[microformats-discuss] Proposing RelSource
Andy Skelton
skeltoac at gmail.com
Tue Jul 12 08:33:12 PDT 2005
On 7/12/05, Tantek Çelik <tantek at cs.stanford.edu> wrote:
> > In light of this, I see no reason to pursue a microformat for source
> > links/citations/hat tips. If authors adopt rel="cite" they are
> > preemptively applying a well-defined, semantic model that is both
> > user-friendly and easily parsed by machines.
>
> I see the conclusion as quite the opposite. Because rel="cite" *is* defined
> in XHTML2 drafts, and microformats allow you add rel values to HTML4/XHTML1
> *now*, adopting the same convention makes a lot of sense.
>
> If anything it bolsters the case for rel="cite" (as opposed to some other
> value like rel="source").
Oops, that was the exact point I was trying to make. I *do* plan to
adopt and promote rel="cite" but I don't see a need to go through the
hooplah of defining it as a microformat. Or am I missing something?

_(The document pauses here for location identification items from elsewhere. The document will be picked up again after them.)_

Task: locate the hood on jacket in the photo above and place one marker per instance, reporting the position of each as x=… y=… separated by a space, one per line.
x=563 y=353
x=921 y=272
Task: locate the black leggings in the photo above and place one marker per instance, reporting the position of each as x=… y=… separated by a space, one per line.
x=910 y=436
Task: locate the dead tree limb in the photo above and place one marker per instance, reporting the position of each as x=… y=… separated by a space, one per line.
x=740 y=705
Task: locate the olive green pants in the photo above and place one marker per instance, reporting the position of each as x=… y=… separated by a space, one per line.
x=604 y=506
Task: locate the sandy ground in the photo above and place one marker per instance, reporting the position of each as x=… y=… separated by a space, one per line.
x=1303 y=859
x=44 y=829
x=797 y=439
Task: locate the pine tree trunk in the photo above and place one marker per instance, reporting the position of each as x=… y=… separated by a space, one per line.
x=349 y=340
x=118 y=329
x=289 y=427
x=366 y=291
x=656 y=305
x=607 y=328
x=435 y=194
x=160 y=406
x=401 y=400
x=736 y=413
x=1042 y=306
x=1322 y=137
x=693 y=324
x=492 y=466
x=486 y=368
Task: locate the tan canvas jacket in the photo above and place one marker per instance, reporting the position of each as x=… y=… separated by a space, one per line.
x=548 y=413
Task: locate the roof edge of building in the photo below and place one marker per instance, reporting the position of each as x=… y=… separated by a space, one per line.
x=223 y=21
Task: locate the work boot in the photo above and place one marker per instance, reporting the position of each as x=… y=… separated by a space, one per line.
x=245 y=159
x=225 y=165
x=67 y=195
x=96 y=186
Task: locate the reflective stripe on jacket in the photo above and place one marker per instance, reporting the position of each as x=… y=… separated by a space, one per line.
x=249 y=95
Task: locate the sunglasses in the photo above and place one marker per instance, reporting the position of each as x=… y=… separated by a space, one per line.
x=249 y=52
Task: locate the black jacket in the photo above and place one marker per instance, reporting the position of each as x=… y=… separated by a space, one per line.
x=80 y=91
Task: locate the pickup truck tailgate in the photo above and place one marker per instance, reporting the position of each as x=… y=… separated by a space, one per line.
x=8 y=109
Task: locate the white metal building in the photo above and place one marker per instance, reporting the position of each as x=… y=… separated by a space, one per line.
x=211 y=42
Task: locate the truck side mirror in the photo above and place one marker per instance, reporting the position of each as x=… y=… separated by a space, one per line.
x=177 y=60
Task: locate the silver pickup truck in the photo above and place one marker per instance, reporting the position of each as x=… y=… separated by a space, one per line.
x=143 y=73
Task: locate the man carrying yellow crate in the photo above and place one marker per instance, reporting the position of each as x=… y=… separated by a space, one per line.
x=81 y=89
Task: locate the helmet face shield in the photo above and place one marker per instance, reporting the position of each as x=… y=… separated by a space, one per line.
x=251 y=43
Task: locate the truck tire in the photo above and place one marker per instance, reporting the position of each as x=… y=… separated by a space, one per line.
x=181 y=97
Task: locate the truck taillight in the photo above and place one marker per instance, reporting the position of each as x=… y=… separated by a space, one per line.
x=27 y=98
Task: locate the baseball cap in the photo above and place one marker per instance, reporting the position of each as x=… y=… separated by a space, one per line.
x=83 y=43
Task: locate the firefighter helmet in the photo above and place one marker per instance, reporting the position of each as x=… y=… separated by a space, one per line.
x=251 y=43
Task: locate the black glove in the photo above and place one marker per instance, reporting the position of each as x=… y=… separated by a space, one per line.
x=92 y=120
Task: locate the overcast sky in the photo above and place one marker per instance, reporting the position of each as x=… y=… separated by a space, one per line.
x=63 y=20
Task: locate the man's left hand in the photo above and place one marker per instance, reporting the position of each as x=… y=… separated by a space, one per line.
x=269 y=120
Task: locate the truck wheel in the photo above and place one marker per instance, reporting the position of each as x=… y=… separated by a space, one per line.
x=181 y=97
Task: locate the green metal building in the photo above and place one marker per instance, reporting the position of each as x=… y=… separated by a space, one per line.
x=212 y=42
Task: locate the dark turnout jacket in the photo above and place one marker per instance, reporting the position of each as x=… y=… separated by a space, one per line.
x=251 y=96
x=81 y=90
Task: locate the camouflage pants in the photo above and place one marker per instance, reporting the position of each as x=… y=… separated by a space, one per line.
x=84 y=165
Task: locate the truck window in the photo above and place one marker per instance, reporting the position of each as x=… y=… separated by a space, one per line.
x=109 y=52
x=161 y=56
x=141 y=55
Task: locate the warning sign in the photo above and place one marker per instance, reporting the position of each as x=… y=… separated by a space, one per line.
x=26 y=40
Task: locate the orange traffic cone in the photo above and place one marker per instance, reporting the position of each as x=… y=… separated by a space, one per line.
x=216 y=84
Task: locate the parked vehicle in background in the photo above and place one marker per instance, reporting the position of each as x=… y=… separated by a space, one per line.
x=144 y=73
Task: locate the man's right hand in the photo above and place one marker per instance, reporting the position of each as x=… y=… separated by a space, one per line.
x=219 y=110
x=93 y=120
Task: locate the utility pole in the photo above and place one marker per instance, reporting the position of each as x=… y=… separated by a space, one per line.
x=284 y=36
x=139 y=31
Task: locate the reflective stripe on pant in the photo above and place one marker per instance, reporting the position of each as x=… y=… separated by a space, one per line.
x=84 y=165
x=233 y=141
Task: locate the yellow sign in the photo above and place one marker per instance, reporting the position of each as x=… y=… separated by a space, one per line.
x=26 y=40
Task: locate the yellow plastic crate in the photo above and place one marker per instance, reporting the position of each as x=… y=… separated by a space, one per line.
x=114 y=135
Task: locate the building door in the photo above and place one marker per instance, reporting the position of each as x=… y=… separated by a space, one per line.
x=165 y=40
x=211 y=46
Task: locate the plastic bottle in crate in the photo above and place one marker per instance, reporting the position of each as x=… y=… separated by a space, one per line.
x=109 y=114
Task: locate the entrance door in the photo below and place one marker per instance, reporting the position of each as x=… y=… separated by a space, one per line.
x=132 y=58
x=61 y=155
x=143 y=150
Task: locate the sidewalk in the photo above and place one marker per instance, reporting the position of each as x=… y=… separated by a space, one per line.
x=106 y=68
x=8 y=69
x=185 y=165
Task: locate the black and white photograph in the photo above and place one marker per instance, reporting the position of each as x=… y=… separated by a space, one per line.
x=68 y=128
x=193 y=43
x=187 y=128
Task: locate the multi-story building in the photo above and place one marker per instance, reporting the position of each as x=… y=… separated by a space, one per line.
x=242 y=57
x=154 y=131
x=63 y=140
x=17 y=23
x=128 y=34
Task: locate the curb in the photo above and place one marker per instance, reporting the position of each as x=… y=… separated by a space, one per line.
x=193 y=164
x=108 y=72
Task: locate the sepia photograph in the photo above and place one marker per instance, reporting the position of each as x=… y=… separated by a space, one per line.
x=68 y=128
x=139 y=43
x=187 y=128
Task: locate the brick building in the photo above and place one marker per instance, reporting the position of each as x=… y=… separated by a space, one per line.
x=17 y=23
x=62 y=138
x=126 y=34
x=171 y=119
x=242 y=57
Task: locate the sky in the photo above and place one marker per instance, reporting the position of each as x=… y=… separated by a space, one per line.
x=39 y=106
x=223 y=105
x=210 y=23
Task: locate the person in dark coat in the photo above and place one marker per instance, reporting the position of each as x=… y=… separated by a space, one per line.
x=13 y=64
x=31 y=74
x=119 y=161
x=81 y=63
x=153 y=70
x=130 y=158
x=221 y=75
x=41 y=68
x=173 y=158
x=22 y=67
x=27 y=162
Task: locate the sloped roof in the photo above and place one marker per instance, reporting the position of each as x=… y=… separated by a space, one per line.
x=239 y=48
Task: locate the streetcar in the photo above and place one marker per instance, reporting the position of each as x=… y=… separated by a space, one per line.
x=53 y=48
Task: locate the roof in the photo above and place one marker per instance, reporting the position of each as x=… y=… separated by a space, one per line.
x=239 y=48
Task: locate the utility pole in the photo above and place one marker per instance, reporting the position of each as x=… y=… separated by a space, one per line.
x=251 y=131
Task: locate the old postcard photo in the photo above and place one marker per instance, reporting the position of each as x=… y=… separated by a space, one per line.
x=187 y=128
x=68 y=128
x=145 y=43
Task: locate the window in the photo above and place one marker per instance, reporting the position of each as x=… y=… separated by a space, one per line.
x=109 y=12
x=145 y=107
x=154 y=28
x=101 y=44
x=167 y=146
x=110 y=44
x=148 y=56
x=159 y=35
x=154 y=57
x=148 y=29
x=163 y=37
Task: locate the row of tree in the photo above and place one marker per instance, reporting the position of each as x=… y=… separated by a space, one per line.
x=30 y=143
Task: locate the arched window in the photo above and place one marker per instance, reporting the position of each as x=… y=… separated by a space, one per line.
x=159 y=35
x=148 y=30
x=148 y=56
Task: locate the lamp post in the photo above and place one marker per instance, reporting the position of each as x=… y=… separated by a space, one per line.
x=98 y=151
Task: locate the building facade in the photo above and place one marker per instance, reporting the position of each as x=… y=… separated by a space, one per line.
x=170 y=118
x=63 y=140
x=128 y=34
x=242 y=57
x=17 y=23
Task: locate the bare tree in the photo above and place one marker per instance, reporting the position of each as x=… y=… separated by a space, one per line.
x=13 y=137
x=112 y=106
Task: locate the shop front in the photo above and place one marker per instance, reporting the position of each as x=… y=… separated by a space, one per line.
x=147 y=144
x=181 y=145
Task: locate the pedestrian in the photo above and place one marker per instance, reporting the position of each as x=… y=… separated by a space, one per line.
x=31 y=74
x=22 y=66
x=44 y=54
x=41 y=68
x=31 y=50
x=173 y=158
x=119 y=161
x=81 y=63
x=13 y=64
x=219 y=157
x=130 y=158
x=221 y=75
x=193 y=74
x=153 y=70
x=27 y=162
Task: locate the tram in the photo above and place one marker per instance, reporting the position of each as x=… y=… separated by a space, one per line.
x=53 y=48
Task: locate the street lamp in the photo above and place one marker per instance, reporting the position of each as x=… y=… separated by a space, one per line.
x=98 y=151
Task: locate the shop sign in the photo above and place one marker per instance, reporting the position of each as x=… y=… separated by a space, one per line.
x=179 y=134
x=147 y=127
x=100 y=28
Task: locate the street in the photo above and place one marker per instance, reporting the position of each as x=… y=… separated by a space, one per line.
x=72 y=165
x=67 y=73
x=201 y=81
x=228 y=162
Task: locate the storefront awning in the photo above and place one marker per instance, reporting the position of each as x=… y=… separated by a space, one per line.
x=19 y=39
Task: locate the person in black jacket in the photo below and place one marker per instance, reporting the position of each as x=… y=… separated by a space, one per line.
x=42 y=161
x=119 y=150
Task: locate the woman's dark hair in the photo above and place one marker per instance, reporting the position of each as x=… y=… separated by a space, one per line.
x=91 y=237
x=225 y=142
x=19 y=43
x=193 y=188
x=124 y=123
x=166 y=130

As for whether people /should/ indicate primary sources differently
than non-primary sources, i.e. hat tips, consider the definition of
the word /cite/:
"to quote or refer to as a precedent or authority"
(Merriam-Webster's Dictionary of Law, (c) 1996 Merriam-Webster, Inc.)
With that in mind, it would not be incorrect to cite both the primary
source (authority) and a hat tip or "via" (precedent) with the same
markup.
Robots can construct "citation chains" to discover a likely primary
source if a standard markup is used. The position of any resource
relative to Primary on a chain could be of great value to search
engines. It was this idea that excited me to propose RelSource in the
first place. I'm just as happy with RelCite.